When something awful happens to us or when we at last glimpse it in the rear-view mirror, many of us want to write about it. If we’re fiction writers, we use our imaginations to spin out stories in our preferred genre. A huge weight, a pressure of all the intense experience, the fear, the relief, the unhealed and oozing wounds, cries out for us to make sense of the whole thing. That’s one of the things that fiction does, and often it does it much better than straight memoir narrative. Fiction requires emotional coherence, at least genre fiction does. I make no promises about literary or experimental stuff. We think, If I could just nail this down in a story, it would make sense. I understand that longing, that temptation, and at the same time, in my own life, I’ve had the good fortune to pay attention to my gut feeling that I wasn’t ready. Maybe I’ll never be ready to “tell my story.”
But Connie was and she did, with wit and the ferocious clear-sightedness of one who knows she has been reprieved and what it has cost her. Some parts are travelog, some parts are survivalog, some are the observations of an intelligent, thoughtful person who has had a long time to decide how she wants to live each day. I couldn’t read very much of it at a time; it was too “chewy,” too emotionally dense. I needed to reflect on what she shared and what it meant in my own life.
In Connie’s writing, I recognized something quite different from the impulse to tell our story to make sense out it. It was the even more powerful need to take what we have suffered and have it make a difference. Have our lives make a difference.
“Hey world,” she seems to be saying, “I was here. Me, the only Connie there is or will ever be.”

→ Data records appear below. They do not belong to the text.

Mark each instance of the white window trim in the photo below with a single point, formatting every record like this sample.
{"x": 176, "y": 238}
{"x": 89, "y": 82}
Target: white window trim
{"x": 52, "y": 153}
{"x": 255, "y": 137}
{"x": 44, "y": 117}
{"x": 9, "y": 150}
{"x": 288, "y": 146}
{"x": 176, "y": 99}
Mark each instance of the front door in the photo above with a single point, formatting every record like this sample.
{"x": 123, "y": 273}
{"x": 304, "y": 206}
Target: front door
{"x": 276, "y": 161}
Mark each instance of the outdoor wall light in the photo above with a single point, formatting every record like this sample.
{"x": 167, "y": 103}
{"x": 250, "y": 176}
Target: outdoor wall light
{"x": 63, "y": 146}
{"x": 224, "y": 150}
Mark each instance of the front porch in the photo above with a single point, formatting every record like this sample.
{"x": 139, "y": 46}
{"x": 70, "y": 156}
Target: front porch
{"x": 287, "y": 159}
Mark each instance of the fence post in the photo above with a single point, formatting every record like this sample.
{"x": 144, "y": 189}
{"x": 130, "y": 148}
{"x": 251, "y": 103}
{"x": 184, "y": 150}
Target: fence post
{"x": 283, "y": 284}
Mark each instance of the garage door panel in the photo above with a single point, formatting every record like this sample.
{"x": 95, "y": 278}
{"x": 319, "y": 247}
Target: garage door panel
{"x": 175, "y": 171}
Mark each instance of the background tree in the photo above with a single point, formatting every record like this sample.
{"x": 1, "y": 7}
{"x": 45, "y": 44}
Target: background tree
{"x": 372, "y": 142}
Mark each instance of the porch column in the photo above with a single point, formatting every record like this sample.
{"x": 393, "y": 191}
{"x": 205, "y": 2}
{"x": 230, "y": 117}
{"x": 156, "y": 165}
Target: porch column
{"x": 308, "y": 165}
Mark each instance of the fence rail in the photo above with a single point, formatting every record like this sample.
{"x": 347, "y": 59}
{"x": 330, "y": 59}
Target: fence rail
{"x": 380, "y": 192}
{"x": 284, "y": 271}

“So now, I’m back to scans every three months. Watch and wait. Watch and wait. Wait for the pink and turquoise sneaker to drop. But I keep enjoying my miraculous recovery.
“When I say miraculous, I don’t mean a conventional miracle. … It’s miraculous that a Monarch butterfly can wing its way from Canada to one small patch of breeding ground on a Michoacan hillside. It’s miraculous that a black hole’s sucking gravity can pull everything, including light into is gaping maw. It’s miraculous that there are billions of stars in our galaxy and billions of galaxies in our universe…
“And I’m still here, gazing with wonder at it all.”
And sharing that wonder with us. Thanks, Connie, wherever you are tent-camping now.